Jean-Pierre Roth | PhD 1975

Former Chairman of the Swiss National Bank, President of the BCGE


Born in 1946, Jean-Pierre Roth received his PhD in economics from the Graduate Institute. He then went on to study at the Massachusetts Institute of Technology (MIT). Upon his return to Geneva he became a lecturer at the University of Geneva and the Institute. He joined the Swiss National Bank (SNB) in 1979. On 1 May 1996, he was appointed Vice-Chairman of the Governing Board and on 1 January 2001 he became Chairman of the Governing Board and Head of Department I responsible for economics, international, legal and administrative affairs. Jean-Pierre Roth has had an illustrious career. He is also a Governor of the International Monetary Fund and was Chairman of the Board of the Bank of International Settlements in Basel, until February 2009. In 2007 he was appointed Switzerland’s representative to the Financial Stability Forum, an international financial body charged with overseeing regulation of the world financial system. Jean-Pierre Roth will retire from the SNB on 31 December 2009. He will be succeeded by fellow colleague and Graduate Institute alumnus, Philipp Hildebrand.

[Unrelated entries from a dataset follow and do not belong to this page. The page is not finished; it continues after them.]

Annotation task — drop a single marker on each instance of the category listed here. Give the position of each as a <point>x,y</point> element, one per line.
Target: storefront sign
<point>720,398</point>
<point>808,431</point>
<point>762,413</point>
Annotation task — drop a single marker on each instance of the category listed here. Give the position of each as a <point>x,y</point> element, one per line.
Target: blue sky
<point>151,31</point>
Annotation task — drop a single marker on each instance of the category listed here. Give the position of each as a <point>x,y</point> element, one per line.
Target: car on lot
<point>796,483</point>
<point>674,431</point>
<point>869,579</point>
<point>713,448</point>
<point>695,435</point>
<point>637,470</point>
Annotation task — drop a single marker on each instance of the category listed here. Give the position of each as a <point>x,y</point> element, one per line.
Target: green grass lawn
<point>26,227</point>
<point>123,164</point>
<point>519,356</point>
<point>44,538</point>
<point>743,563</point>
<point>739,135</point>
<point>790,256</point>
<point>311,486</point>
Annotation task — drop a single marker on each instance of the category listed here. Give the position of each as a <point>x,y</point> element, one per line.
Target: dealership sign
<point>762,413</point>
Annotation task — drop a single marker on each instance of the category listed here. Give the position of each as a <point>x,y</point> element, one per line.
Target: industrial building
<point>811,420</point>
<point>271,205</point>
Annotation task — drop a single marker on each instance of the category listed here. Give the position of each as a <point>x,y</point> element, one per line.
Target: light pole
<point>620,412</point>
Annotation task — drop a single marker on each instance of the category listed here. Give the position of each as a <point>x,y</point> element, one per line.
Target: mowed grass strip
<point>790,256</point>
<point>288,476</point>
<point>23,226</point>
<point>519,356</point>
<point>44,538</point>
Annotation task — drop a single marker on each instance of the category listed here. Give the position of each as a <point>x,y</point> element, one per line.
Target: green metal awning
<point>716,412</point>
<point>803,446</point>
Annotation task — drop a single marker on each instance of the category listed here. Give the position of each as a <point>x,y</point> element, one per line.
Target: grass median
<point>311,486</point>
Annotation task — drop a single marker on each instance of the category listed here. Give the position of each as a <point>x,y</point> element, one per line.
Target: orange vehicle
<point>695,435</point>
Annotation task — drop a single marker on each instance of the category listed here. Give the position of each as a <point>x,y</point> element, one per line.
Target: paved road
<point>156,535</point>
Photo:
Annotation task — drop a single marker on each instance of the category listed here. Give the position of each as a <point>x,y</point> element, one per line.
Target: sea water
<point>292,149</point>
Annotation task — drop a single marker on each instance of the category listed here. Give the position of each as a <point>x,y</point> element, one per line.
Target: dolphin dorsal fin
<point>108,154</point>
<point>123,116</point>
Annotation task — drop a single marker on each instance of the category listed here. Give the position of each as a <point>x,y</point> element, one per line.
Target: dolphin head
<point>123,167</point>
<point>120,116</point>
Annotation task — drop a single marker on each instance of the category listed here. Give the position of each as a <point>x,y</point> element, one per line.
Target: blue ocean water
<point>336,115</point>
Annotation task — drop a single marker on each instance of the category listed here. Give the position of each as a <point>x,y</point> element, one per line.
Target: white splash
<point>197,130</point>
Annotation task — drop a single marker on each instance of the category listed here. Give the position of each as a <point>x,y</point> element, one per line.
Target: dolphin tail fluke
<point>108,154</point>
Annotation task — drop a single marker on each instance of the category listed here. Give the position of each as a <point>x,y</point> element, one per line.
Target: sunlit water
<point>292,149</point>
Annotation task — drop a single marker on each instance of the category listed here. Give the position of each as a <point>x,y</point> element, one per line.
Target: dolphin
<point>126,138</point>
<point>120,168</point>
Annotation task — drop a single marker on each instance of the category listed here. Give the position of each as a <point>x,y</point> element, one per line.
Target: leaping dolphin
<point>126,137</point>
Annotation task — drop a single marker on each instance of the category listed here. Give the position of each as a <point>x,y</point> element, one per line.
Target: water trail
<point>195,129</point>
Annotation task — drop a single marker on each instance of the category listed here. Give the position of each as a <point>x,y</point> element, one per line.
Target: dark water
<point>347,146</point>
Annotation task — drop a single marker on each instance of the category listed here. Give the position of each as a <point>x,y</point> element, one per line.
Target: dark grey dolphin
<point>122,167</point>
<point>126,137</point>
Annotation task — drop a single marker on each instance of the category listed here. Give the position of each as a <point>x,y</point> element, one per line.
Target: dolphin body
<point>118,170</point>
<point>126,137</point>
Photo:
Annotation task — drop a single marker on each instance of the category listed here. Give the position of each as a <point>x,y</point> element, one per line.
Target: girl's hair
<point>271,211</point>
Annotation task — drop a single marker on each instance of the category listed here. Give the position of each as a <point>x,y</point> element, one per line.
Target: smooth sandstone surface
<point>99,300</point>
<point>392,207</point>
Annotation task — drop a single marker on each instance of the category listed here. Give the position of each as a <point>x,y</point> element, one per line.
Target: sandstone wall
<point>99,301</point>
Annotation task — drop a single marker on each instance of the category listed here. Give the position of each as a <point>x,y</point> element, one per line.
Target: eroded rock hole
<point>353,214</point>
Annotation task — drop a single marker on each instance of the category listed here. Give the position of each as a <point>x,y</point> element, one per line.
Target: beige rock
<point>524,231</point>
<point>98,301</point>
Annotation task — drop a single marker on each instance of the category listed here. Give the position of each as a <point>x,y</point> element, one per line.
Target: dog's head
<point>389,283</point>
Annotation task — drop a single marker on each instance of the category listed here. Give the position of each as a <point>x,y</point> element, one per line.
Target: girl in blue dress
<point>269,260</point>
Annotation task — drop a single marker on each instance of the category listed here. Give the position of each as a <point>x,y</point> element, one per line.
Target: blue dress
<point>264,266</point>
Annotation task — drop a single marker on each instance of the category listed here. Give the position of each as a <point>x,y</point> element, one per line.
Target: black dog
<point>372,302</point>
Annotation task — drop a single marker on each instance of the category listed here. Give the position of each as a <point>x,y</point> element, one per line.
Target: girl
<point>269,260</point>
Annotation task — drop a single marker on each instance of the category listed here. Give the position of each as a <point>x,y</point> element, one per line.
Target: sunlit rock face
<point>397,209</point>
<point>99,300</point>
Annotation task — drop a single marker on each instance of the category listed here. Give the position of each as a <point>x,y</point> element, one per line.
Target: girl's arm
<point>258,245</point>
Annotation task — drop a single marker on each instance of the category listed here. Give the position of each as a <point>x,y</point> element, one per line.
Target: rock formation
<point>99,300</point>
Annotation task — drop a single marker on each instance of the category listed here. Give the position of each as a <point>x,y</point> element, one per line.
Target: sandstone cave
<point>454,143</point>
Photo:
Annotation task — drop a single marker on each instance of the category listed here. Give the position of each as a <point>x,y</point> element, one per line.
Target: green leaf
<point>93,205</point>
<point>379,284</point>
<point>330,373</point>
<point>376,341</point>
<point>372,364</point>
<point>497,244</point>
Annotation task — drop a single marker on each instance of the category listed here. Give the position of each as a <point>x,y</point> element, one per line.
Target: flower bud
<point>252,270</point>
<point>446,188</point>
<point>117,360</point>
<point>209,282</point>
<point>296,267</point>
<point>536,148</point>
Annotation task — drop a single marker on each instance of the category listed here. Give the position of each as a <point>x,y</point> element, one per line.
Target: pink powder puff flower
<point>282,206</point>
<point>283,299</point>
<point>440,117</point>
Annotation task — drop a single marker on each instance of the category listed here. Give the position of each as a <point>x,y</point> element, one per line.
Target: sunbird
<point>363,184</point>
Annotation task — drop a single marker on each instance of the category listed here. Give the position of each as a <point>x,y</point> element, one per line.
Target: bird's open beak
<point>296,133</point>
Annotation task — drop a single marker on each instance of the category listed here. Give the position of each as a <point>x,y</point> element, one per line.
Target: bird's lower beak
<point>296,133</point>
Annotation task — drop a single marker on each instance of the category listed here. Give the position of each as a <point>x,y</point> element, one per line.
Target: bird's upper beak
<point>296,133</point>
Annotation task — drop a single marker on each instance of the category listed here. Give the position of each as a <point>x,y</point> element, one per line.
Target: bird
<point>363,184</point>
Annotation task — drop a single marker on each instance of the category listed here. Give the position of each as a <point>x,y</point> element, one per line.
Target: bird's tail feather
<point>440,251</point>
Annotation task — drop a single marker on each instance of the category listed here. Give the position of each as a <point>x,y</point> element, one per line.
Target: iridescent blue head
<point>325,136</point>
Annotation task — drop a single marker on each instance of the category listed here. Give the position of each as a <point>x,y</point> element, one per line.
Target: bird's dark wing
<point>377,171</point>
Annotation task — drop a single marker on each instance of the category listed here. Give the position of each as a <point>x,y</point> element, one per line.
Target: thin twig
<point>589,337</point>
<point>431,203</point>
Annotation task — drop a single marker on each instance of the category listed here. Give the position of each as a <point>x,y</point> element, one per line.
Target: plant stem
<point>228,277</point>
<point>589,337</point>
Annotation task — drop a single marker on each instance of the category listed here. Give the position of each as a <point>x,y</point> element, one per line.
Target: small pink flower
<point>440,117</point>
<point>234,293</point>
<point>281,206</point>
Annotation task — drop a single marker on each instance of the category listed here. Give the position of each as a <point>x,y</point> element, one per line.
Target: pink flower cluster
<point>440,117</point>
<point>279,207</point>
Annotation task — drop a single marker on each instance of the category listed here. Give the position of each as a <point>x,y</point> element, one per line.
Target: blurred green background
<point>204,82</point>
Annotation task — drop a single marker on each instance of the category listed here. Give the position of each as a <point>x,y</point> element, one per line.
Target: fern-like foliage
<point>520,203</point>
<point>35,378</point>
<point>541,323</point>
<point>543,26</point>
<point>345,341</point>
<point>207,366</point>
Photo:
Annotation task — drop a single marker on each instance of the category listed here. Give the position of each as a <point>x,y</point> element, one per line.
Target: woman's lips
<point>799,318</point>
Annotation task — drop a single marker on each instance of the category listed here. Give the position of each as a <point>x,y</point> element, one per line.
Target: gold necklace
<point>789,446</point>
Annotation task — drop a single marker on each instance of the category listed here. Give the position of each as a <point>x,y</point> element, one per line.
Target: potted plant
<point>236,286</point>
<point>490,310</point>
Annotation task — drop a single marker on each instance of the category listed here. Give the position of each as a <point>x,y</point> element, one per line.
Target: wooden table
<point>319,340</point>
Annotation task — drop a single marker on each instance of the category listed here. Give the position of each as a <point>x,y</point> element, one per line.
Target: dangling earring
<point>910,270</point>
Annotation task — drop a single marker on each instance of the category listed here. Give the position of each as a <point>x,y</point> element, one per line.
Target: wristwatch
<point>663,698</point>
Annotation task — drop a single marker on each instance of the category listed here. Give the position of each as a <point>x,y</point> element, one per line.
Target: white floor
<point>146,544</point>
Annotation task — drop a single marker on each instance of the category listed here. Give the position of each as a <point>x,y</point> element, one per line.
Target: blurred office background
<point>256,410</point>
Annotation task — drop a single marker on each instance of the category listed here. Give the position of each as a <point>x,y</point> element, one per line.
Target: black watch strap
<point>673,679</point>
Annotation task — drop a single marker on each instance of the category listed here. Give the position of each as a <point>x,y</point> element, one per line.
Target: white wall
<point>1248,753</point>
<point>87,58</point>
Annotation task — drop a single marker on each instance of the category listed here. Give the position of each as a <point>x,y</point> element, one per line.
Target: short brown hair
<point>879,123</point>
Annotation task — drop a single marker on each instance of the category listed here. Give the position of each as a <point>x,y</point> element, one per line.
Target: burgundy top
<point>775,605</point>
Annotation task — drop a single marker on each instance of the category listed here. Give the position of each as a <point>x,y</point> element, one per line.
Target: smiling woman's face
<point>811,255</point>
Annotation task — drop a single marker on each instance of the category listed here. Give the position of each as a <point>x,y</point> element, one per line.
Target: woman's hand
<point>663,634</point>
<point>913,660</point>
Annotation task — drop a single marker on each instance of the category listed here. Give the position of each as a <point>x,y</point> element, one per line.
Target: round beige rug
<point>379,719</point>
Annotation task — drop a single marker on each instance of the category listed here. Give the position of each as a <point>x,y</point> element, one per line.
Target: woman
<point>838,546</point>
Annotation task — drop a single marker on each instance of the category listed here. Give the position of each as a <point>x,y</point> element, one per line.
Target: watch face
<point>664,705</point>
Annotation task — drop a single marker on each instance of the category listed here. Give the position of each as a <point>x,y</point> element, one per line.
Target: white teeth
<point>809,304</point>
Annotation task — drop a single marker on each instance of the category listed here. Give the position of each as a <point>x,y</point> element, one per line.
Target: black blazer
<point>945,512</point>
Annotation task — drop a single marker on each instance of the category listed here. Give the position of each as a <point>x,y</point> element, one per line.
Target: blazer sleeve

How can similar developments be avoided in future?

It is an illusion to think that we will ever be able to avoid financial crises. But we can learn from the present crisis in order to reduce the frequency, severity, or spill-over to the real economy of future financial crises. One of the lessons that we have learned is that we need to strengthen the regulation of the financial sector, so that our banks will be more resilient to future shocks. But we also need to be better at monitoring and addressing potential systemic risks in the financial system. This means that we need to enhance macro-prudential supervision and regulation, as opposed to micro-prudential regulation, which is concerned with the stability and resilience of individual banks. The macro-prudential approach addresses the stability and resilience of the system as a whole. Here, central banks clearly have an important role to play in the future. We have to accept that a mere focus on price stability as measured by the headline CPI is too narrow a definition of what we should be doing. We have already come a long way in strengthening capital and liquidity requirements here in Switzerland. But more needs to be done. For example, the crisis has made it clear that certain banks around the world have developed into such large and interconnected institutions that they cannot be allowed to fail without jeopardising the stability of the entire financial system. This too-big-and-interconnected-to-fail problem is of particular concern here in Switzerland and it has to be dealt with.